This Ohai release cleans up some major cloud detection functionality, adds support for a couple of new pieces of data and fixes a couple of bugs. It is primarily a community driven release, so thank _you_!

Contributors

Joseph Anthony Pasquale Holsten added a root\_group attributes to simplify community cookbooks. Thanks for being such a great community member over the years Joseph. _You’re this Ohai release’s MVP!_
Mike Javorski added support to the EC2 plugin for handling missing metadata API versions
Chris Roberts added support for detecting Rackspace Cloud through metadata
Sander van Harmelen added XenServer to the ‘rhel’ platform family
Ranjib Dey added support for GCEL
Malte Swart and John Skopis improved the ssh key plugin to collect ECDSA keys
Lann Martin fixed a bug to collect ssh host keys when the path is not specified in the sshd\_config file
Yukihiko Sawanobori quieted some output to allow JSON parsing via pipes
Laurent Désarmes fixed ip address detection on vserver guests with /32 addresses
Pete Cheslock fixed Openstack detection in the HP cloud
Tim Smith patched the Rackspace plugin to not provide detection using MAC addresses
Eugene Wood fixed a parsing bug with the -d option
Dmytro Kovalov contributed to a cpu plugin for darwin

Release Notes

Bug

  • [OHAI-126] – ohai -d option parsing bug?
  • [OHAI-387] – The rackspace plugin identifies a server from another provider (OVH) as from rackspace
  • [OHAI-425] – Ohai discovery on hp cloud fails (using the openstack plugin)
  • [OHAI-426] – IP address not detected for vserver guest
  • [OHAI-430] – Linux Mint 14 is detected as Debian
  • [OHAI-433] – change log level info to debug at network plugin.
  • [OHAI-434] – ec2 metadata is unpopulated / ec2 fetch_metadata loops forever
  • [OHAI-442] – Ohai does not detect ssh host keys properly
  • [OHAI-445] – Detect ecdsa host key
  • [OHAI-455] – ohai leaves zombie processes in it’s wake.
  • [OHAI-472] – XenServer is recognized correctly using LSB, but is not assigned to a platform_family.
  • [OHAI-489] – GCE plugin breaks EC2 plugin
  • [OHAI-490] – root_group plugin hangs chef-client on Windows with large AD installations

Improvement

  • [OHAI-279] – Add a cpu plugin for darwin
  • [OHAI-419] – cloud.public_ipv4 attribute is not set for Windows Azure VM’s created using knife azure plugin.
  • [OHAI-466] – Detect rackspace via metadata

New Feature

  • [OHAI-428] – provide root_group attribute
  • [OHAI-444] – Support Google Compute Engine as a cloud platform
  • [OHAI-450] – Recognize GCEL as a platform

Client release cadence

We’ve listened to your suggestions and requests, and we’re moving to a three month release cadence for the client.

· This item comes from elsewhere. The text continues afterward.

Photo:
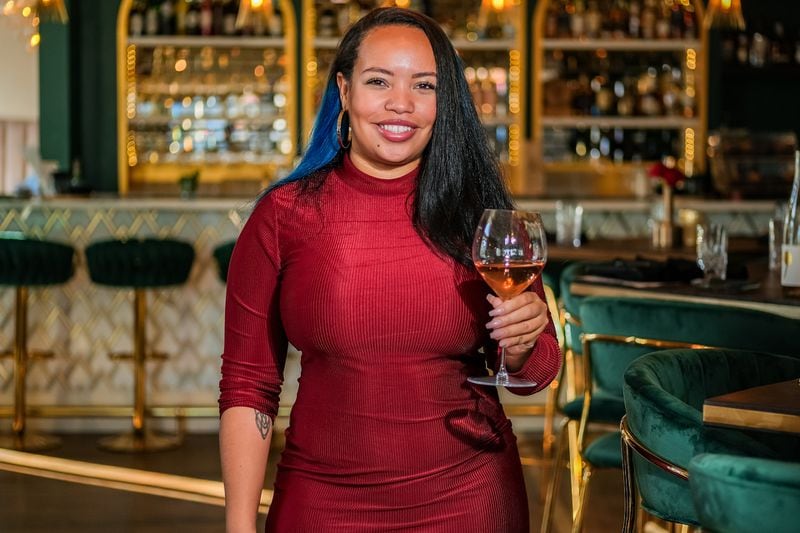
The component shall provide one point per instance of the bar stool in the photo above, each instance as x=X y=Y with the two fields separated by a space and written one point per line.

There will be two months of development followed by one month for the internal testing and release process. This means we will be “freezing” for release at the beginning of the month and will have the release out toward the end of the month. We will still review code and generally help you out during release months, it just won’t get merged until after the release. We’re being careful to not set fixed release dates, because we still want to make the best choices we can for you, like including fixes for critical bugs even after the code freeze. This means we’ll be targeting releases of Chef 10.28.0 in August, 11.8.0 in October, and 10.30.0 in November. We hope this helps you set better expectations around your Chef contributions and deployments!

Testing Matrices

For this release, we took a step back and looked at our test coverage, and then made a concerted, dedicated effort to shore it up in the ways we felt would have the biggest impact. We thought it might be helpful to share some of the ways in which we’ve tested this release.

CI

Our Continuous Integration infrastructure is running pretty much continuously. You can find the tests that are being run in the chef repository, and here are the platforms and architectures we’re running them on:

* Debian 6 (i686, x86_64)
* Enterprise Linux 5 & 6 (i686, x86_64)
* Mac OS X 10.6, 10.7 (x86_64)
* openSUSE 12.1 (i686, x86_64)
* Solaris 5.9 (sparc)
* Solaris 5.10 & 5.11 (i386, sparc)
* SUSE Enterprise 11.2 (i686, x86_64)
* Ubuntu 10.04, 10.10, 11.04, 11.10, 12.04, 12.10 (i686, x86_64)
* Windows 2003 R2, 2008 (i686, x86_64)
* Windows 2008 R2, 2012 (x86_64)

Interoperability

We have sanity tested this release to the point of convergence against the following set of Chef Servers:

* OPC 1.4.6-1
* OPC 1.2.8.2-1
* Hosted Chef
* OSC 11.8
* OSC 11.6
* OSC 10.26.0

Cookbook Functionality

We have exercised a large set of cookbooks using a combination of test-kitchen and manual testing. Expect to see this matrix published with future releases.

Please note that this is not the totality of the test effort, only a cross-section which I thought folks might find interesting. If you have specific questions, feel free to let me know – as well as if there are specific tests which you believe will add a lot of value in what they prove and what bugs they would catch.